The shear strain is assumed to be small in Eq. (8.31). Finally, the relationships ηξJ = 2η(J² − J) and J =  exp (ε_r + ε_z + ε_θ) can be expressed as:

$$ \frac{\partial \left(\eta \xi J\right)}{\partial {\varepsilon}_i}=2\eta \frac{\partial \left({J}^2-J\right)}{\partial {\varepsilon}_i}=2\eta \left(2J-1\right)\frac{\partial J}{\partial {\varepsilon}_i}=2\eta \left(2{J}^2-J\right)=\kappa $$

(8.32)

where κ is a scalar and i = r, z, or θ.

In the user subroutine USERMAT provided by ANSYS, the Jacobian matrix is defined between Cauchy stress and logarithmic strain. Considering the relationship between logarithmic strain and Green strain, as well as the relation between normalized and non-normalized Green strains, we can finally write the Jacobian matrix as:

$$ \left[\begin{array}{cccc}\left(1+2{\overline{E}}_r\right)\frac{\partial {\sigma}_r}{\partial {\overline{E}}_r}+\kappa & \left(1+2{\overline{E}}_z\right)\frac{\partial {\sigma}_r}{\partial {\overline{E}}_z}+\kappa & \left(1+2{\overline{E}}_{\theta}\right)\frac{\partial {\sigma}_r}{\partial {\overline{E}}_{\theta }}+\kappa & 0\\ {}\left(1+2{\overline{E}}_r\right)\frac{\partial {\sigma}_z}{\partial {\overline{E}}_r}+\kappa & \left(1+2{\overline{E}}_z\right)\frac{\partial {\sigma}_z}{\partial {\overline{E}}_z}+\kappa & \left(1+2{\overline{E}}_{\theta}\right)\frac{\partial {\sigma}_z}{\partial {\overline{E}}_{\theta }}+\kappa & 0\\ {}\left(1+2{\overline{E}}_r\right)\frac{\partial {\sigma}_{\theta }}{\partial {\overline{E}}_r}+\kappa & \left(1+2{\overline{E}}_z\right)\frac{\partial {\sigma}_{\theta }}{\partial {\overline{E}}_z}+\kappa & \left(1+2{\overline{E}}_{\theta}\right)\frac{\partial {\sigma}_{\theta }}{\partial {\overline{E}}_{\theta }}+\kappa & 0\\ {}0& 0& 0& \frac{\partial {\sigma}_{rz}}{\partial {\overline{E}}_{rz}}\end{array}\right] $$

(8.33)

where \( \frac{\partial {\sigma}_{rz}}{\partial {\overline{E}}_{rz}}\approx \frac{\partial {\sigma}_{rz}}{\partial {\varepsilon}_{rz}}\approx \frac{\partial {\sigma}_{rz}}{\partial {E}_{rz}}\approx {c}_0{c}_7\sqrt{\left(1+2{E}_r\right)\left(1+2{E}_z\right)}{e}^Q \).

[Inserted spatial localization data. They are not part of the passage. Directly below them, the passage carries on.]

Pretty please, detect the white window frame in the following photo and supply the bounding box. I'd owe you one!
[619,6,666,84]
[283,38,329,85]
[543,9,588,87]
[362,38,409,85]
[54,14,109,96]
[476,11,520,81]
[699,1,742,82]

The shear strain is verified to be small. Hence, the above formulation is not applicable to problems involving large rotation or shear deformation.

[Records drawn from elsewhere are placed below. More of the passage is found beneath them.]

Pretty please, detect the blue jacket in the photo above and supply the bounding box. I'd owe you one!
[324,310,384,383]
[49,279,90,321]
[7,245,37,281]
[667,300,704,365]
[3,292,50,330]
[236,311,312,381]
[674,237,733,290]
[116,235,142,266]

In the user subroutine USERMAT, ANSYS provides the current logarithmic strains. The strains are used to calculate the stresses and the Jacobian matrix and are passed back to ANSYS for computation of new strains. The USERMAT is compiled and linked with ANSYS using a batch command provided in the ANSYS package to create a new executable. In the input file, the material model for the vessel wall is defined as a user material (to call user subroutine USERMAT).